Effectively representing temporal dynamics in large datasets requires selecting appropriate visualization techniques that ensure responsiveness while providing both a macroscopic view of overall trends and a microscopic view of fine details. This guide will explore various methods, such as WebGL Rendering, LTTB Downsampling, Datashader, and Minimap, each suited for different aspects of large timeseries data visualization. We predominantly demonstrate the use of hvPlot syntax, leveraging HoloViews for more complex requirements. Although hvPlot supports multiple backends, including Matplotlib and Plotly, our focus will be on Bokeh due to its advanced capabilities in handling large timeseries data.


## Getting the data 

Here we have a DataFrame with 1.2 million rows containing standardized data from 5 different sensors.

In [None]:
import pandas as pd

df = pd.read_parquet("https://datasets.holoviz.org/sensor/v1/data.parq")
df

In [None]:
df0 = df[df.sensor=='0']

Let's go ahead and plot this data using various approaches.

## WebGL Rendering

Rendering in hvPlot and HoloViews for Bokeh plots has evolved significantly.
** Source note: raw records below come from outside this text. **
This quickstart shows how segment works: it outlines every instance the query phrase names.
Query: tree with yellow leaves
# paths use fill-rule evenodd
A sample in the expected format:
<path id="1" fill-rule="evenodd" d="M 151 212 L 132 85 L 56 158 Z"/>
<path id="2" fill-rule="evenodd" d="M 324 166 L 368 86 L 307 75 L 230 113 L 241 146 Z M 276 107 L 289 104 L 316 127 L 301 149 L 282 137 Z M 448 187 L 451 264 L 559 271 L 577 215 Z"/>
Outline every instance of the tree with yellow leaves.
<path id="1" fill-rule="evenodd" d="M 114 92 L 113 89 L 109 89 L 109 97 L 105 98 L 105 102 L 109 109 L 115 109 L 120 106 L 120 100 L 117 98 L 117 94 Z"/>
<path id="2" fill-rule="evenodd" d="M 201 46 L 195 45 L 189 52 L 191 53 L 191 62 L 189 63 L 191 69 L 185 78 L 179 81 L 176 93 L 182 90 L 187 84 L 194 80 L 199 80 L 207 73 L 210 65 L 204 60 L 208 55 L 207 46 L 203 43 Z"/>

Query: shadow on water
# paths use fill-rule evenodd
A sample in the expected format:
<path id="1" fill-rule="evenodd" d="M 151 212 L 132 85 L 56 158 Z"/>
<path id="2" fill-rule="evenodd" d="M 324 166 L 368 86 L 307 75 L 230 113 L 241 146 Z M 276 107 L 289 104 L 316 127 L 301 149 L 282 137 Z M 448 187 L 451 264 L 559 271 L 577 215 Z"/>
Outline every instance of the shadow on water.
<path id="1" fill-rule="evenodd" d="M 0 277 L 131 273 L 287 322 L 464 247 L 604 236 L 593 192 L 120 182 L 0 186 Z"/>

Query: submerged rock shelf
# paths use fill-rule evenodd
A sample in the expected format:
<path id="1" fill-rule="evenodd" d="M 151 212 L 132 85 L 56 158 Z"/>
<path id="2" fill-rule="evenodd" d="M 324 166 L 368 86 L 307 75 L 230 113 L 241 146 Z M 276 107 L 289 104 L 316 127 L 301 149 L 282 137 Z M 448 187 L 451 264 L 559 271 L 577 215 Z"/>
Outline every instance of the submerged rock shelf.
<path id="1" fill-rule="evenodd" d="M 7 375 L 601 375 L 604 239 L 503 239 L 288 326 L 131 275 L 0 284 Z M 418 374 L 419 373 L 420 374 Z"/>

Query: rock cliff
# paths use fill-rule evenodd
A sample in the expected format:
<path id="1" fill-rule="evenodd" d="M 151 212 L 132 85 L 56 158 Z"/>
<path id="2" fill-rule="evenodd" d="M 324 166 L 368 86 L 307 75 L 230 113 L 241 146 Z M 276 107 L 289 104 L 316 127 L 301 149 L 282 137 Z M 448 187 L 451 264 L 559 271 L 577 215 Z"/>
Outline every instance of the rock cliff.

Prior to HoloViews version 1.16.0 (May 2023), Bokeh's custom HTML **Canvas** rendering was the default. This approach works well for datasets up to a few tens of thousands of points but struggles above 100K points, particularly in terms of zooming and panning speed. Now, if you want to utilize Canvas rendering, set `hv.renderer("bokeh").webgl = False` prior to creating your hvPlot object.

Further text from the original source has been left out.